Assemblee_nationale Pour tenir compte de la censure du Conseil constitutionnel, un projet de loi complémentaire à la loi Création et Internet a été concocté et présenté hier en Conseil des ministres par la ministre de la Justice, Michèle Alliot-Marie. Ce projet de loi relatif à la protection pénale de la propriété littéraire et artistique sur Internet doit mettre en place le dispositif judiciaire ( et donc pas administratif ) pour sanctionner les abonnés à Internet qui auront téléchargé illégalement et ignoré les lettres d'avertissement transmises sous l'égide de la Hadopi.

Selon le communiqué du Conseil des ministres, ce projet de loi s'articule autour de cinq articles.
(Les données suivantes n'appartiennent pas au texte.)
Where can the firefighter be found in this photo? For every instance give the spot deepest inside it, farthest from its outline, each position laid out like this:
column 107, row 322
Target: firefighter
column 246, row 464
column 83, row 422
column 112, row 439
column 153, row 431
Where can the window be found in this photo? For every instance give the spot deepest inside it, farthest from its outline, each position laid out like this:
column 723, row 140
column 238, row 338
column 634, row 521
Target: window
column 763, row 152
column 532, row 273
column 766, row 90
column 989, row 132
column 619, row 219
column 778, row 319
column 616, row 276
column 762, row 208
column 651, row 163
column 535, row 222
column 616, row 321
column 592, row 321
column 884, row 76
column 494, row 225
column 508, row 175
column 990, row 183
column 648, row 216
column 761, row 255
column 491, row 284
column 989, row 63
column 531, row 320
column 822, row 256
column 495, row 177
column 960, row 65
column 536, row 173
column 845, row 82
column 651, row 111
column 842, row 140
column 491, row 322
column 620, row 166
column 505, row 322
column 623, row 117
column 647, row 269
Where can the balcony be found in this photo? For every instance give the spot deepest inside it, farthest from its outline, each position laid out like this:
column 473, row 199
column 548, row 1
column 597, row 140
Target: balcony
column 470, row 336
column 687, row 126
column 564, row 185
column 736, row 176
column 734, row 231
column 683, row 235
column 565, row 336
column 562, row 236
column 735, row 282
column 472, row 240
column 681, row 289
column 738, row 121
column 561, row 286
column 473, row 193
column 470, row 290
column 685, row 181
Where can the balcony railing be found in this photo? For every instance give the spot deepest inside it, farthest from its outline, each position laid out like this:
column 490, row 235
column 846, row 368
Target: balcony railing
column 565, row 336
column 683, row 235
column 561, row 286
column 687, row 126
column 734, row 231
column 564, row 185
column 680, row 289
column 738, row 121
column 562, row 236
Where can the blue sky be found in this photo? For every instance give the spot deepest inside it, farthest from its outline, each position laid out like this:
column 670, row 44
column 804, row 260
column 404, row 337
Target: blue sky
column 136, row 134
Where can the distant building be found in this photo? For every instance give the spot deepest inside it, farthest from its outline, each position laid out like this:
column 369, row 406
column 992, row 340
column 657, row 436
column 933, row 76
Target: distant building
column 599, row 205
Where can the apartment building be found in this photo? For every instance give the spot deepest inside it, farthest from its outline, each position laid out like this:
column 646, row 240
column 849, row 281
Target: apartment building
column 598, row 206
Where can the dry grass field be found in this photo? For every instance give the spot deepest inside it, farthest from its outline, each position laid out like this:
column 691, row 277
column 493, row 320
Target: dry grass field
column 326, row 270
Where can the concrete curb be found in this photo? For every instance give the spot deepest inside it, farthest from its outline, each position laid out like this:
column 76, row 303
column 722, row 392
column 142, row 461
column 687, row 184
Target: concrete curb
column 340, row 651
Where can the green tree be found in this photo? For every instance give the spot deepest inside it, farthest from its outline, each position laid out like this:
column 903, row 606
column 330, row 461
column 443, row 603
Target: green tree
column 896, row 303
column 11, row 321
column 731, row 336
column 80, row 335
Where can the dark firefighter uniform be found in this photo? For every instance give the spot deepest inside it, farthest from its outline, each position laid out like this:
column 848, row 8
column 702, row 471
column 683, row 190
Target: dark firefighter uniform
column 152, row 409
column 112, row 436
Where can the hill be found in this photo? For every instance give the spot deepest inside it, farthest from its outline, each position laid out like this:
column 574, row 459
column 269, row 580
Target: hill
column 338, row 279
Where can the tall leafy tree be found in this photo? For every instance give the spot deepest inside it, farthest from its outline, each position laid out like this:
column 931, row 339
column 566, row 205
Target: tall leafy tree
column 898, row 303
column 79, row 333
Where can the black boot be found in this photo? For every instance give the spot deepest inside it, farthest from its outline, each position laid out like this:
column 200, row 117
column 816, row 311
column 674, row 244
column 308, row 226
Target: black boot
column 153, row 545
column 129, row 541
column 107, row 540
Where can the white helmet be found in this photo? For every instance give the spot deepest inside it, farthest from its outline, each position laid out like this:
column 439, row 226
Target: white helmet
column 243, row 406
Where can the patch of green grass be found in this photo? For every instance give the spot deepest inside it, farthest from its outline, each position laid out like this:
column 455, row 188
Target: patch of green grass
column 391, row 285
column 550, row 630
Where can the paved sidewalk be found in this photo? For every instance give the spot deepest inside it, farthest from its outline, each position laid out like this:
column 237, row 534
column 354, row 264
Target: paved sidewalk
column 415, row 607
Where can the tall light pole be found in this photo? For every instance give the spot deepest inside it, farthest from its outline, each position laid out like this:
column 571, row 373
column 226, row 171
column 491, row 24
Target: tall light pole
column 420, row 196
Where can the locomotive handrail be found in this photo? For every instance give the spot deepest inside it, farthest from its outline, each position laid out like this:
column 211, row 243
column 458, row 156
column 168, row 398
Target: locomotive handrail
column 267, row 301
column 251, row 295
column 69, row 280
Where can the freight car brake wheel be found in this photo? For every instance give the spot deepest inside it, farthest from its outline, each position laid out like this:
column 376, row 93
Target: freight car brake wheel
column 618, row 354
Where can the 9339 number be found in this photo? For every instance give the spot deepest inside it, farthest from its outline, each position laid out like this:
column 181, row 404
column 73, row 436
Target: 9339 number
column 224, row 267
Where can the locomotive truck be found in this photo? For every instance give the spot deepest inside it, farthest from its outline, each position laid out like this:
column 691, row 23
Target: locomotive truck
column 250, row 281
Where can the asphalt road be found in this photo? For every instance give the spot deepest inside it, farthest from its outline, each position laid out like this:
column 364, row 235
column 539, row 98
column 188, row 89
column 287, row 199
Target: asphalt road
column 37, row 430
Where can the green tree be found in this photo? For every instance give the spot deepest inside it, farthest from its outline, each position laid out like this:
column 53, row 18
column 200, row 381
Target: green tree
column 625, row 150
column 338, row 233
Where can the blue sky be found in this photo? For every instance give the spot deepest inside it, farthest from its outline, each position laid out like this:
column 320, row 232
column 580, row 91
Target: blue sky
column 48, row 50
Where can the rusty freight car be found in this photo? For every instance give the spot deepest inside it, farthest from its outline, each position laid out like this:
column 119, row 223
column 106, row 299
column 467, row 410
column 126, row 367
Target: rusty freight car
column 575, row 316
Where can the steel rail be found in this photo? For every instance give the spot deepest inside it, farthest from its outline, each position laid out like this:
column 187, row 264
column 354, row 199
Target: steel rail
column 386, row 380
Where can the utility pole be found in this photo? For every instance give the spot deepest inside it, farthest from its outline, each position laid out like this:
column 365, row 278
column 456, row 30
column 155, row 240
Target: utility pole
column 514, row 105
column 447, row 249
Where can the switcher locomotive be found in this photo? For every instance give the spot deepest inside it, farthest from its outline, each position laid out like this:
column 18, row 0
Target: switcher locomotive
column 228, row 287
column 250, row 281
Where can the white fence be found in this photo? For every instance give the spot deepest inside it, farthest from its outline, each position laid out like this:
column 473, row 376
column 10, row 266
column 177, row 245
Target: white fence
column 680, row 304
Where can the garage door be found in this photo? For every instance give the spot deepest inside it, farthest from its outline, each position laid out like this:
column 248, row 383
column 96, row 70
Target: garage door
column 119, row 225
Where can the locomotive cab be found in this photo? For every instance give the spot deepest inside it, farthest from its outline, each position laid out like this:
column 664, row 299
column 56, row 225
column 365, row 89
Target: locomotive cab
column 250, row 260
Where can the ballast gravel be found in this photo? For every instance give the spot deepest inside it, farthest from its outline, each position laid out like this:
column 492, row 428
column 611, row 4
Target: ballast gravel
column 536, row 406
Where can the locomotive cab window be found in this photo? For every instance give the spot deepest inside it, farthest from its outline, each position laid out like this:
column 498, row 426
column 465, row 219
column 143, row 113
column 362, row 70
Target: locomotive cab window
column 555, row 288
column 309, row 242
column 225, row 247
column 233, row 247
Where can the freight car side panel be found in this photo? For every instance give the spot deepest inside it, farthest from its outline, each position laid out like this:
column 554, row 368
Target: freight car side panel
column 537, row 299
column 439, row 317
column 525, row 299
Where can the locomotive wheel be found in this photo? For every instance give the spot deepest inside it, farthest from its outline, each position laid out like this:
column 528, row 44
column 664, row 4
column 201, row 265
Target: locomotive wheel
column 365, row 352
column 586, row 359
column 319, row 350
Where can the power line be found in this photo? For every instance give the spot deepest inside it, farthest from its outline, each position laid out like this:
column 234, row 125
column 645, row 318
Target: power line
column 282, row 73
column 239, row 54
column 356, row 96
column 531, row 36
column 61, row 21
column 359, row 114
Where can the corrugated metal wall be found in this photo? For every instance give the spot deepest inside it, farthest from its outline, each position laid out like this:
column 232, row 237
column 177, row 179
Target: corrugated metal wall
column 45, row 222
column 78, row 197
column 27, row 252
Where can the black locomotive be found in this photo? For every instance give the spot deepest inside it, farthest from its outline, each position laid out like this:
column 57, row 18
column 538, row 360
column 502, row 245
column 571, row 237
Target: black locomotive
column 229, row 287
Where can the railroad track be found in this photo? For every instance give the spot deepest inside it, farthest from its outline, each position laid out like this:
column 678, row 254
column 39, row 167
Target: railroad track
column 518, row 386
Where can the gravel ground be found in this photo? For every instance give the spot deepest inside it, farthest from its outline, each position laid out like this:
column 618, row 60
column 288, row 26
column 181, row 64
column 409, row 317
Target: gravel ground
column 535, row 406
Il autorise les agents de l'autorité Hadopi à " constater les infractions à la protection des œuvres via Internet " et à " recueillir les observations " des justiciables concernés. Toujours selon ce même communiqué, des procédures en justice simplifiées sont évoquées pour prononcer des sanctions, et il est précisé : " Un traitement rapide et efficace du contentieux sera ainsi assuré par la voie d'ordonnances pénales et devant le tribunal correctionnel siégeant à juge unique ".

Rappelons qu'une procédure d'ordonnance pénale est une procédure judiciaire simplifiée où la décision est prise par un juge non contradictoirement. Le juge statue au seul vu dossier transmis, et sa décision est notifiée au justiciable par une lettre avec accusé de réception.

Ce projet de loi prévoit ainsi des sanctions pénales dites adaptées, alors que la suspension de l'abonnement à Internet est toujours d'actualité, dans le cadre " d'atteintes aux droits d'auteur et droits voisins commises sur Internet ".

Pour rajouter à cela, le quotidien La Tribune a également révélé que le recours à des amendes de 1 500 € est aussi envisagé, faisant l'objet d'un décret. Avec ces amendes, ce serait le retour de la présomption de culpabilité sous une forme consentie par le Conseil constitutionnel ( contrairement à celle entraînant la coupure de l'accès à Internet ), venant sanctionner un défaut de surveillance de l'accès à Internet.


Les mêmes opposants sur le front : une loi encore plus onéreuse
La perspective de ces mesures a provoqué une levée de boucliers, à commencer par l'association La Quadrature du Net pour qui ce nouveau texte relève de " l'acharnement thérapeutique ".

" Ce texte abolit certes les décisions automatisées en masse et restaure, ce qui est la règle en démocratie, le traitement par le juge. Mais celui-ci recevra de l'Hadopi des dossiers mal ficelés à partir de preuves sans valeur, forcément bourrés d'erreurs et accusant inévitablement des innocents. Pour tenter de contourner cette faille intrinsèque, le gouvernement va donc permettre au juge d'ordonner de façon expéditive des coupures d'accès afin de forcer des aveux. Tout le monde saura très vite qu'il ne faut pas céder à ce chantage et nier en bloc les accusations. La nouvelle Hadopi sera encore plus coûteuse et inefficace que la précédente ! "

L'eurodéputé Guy Bono, connu pour être l'auteur de l'amendement 138 du Paquet Télécom, se dit consterné et parle d'un " pur scandale " pour une proposition qui viserait à " taxer les jeunes plutôt que les fournisseurs d'accès à Internet qui sont les vrais bénéficiaires du téléchargement ".

" Le système Hadopi corrigé et révisé par le gouvernement prévoirait une double sanction : la suspension de l'accès à Internet par la loi ainsi qu'une amende par décret : l'abonné qui aura par négligence laissé un tiers commettre un acte de contrefaçon sur sa ligne encourra une amende de 1 500 euros. […] Là où l'amende était abordée comme une injustice pour sanctionner le téléchargement, elle deviendrait raisonnable une fois appliquée au défaut de sécurisation. […] Au-delà des contradictions qui en disent long sur la volonté répressive du gouvernement, le projet de loi n'en reste pas moins techniquement irréalisable, économiquement contreproductif pour les artistes et coûteux pour les contribuables. "

La promesse de nouveaux débats houleux à l'Assemblée nationale dès le 20 juillet prochain.